While hormonally influenced acne typically begins around age 20–25, it can strike teens and mature women as well, and is most persistent in women over the age of 30. These patients usually experience lesions on the lower face, especially the chin and the jaw line. While some may have breakouts on the chest and back, most have blemishes exclusively on the face. Hormonally-influenced acne is usually moderate and limited to inflammatory papules and small inflammatory nodules and occasional comedones. But how does it start?


Adult Hormonal Acne - Puberty: Where it all begins. Starting sometime before adolescence (around the age of nine or ten) the adrenal glands begin to produce dihydroepiandrosterone sulfate (DHEAS), an androgen. Other androgens — the "male" hormones at work in a woman's body — such as testosterone and dehydrotestosterone (DHT), join in at the onset of puberty. All of these hormones stimulate the sebaceous glands to secrete more of the skin's natural oil, or sebum. This is why oily skin and acne are so prevalent among teenagers. Naturally, since boys have more "male" hormones, teen acne tends to be more severe in males.


The treatment of acne in teenagers can be challenging, because their hormones are in a constant state of flux. They may initially respond very well to first-line treatments, such as topical retinoids and benzoyl peroxide, perhaps accompanied by an oral antibiotic. As their bodies develop, however, they may undergo severe hormonal shifts — and stop responding to the current medications. Courses of acne treatment may need to be adjusted more often with teenagers to accommodate these hormonal changes. More about teen acne.


Adult Hormonal Acne - A vicious cycle. Many women pass into adulthood without "outgrowing" their acne. Others may not develop it until their 20s or 30s, experiencing persistent breakouts the week before their period. Why? During the course of a normal menstrual cycle (if a woman is not taking any kind of hormonal birth control pill), estrogen levels peak at mid-cycle, then decline as she nears her period. After ovulation, the ovaries begin to produce progesterone, another hormone which stimulates the sebaceous glands. And with the extra oil comes acne. Hormones are also responsible for acne in a percentage of pregnant women, as well; the sebaceous glands go into high gear during the third trimester, causing oily skin and frequent breakouts. Some women even experience acne after menopause, when estrogen levels begin to taper off and testosterone becomes the dominant hormone.

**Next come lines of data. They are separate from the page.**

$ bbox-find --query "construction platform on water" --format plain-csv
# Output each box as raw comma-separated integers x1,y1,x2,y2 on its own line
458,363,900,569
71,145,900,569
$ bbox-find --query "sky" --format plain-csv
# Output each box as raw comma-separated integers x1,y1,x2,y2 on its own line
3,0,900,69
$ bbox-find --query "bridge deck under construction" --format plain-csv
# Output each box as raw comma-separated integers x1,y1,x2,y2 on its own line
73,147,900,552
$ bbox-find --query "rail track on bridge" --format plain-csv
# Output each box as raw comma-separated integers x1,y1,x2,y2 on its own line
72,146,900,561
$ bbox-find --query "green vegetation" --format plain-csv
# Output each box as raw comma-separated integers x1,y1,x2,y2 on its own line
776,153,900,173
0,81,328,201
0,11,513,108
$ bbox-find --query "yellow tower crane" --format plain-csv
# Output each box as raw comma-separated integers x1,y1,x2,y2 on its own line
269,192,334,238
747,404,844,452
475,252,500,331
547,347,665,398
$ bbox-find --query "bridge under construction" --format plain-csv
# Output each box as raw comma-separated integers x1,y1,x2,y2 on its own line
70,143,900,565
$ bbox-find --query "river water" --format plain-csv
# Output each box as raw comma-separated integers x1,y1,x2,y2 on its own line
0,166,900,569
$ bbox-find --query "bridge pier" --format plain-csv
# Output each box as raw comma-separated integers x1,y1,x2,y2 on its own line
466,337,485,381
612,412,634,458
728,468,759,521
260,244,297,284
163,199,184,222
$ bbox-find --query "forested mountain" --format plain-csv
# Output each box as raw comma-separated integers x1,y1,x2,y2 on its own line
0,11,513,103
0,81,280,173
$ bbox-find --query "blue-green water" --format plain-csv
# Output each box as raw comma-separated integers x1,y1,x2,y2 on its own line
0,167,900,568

Adult Hormonal Acne - What can be done? According to Dr. Shalita, the "wait and see" attitude is particularly ineffective for hormonal breakouts: "Acne that worsens during a woman's monthly cycle isn't something that women will grow out of as they get older. Seeing your dermatologist to determine the best treatment plan for acne flare-ups is recommended for the most successful result."1


Fortunately, there are many options available. It may be as simple as regulating a woman's cycle with oral contraceptives, or combining these medications with other topical or systemic treatments.